Quotery
Quote #38664

She [Aphrodite] spoke and loosened from her bosom the embroidered girdle of many colors into which all her allurements were fashioned. In it was love and in it desire and in it blandishing persuasion which steals the mind even of the wise.

Homer

About This Quote

The lines come from the “Deception of Zeus” episode in the Iliad, when Hera plots to distract Zeus so the Greeks can gain the upper hand in battle. To accomplish this, Hera enlists Aphrodite’s help, asking for the power of erotic attraction. Aphrodite removes her enchanted girdle (kestos himas), described as richly embroidered and containing the forces of love, desire, and persuasive charm.
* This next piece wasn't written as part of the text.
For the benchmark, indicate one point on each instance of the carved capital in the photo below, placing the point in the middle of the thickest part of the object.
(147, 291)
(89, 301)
Hera borrows it to heighten her allure, then proceeds to seduce Zeus, lulling him into sleep and enabling Poseidon to intervene more freely in the fighting below.

Interpretation

The passage crystallizes Homeric ideas about eros as a quasi-magical, external force that can override rational judgment—“stealing the mind even of the wise.” By locating love, desire, and persuasion in a tangible object, the poem treats attraction as something that can be transferred, deployed, and weaponized. In context, the girdle is not merely decorative: it is a strategic instrument in divine politics, showing how persuasion and sexuality function as forms of power parallel to brute strength. The phrase also underscores a recurring epic theme: even the most authoritative figures (gods or heroes) remain vulnerable to impulses that cloud deliberation.

Source

Homer, Iliad, Book 14 (the episode of Hera borrowing Aphrodite’s girdle/kestos himas; often numbered around lines 214–221 in many editions/translations).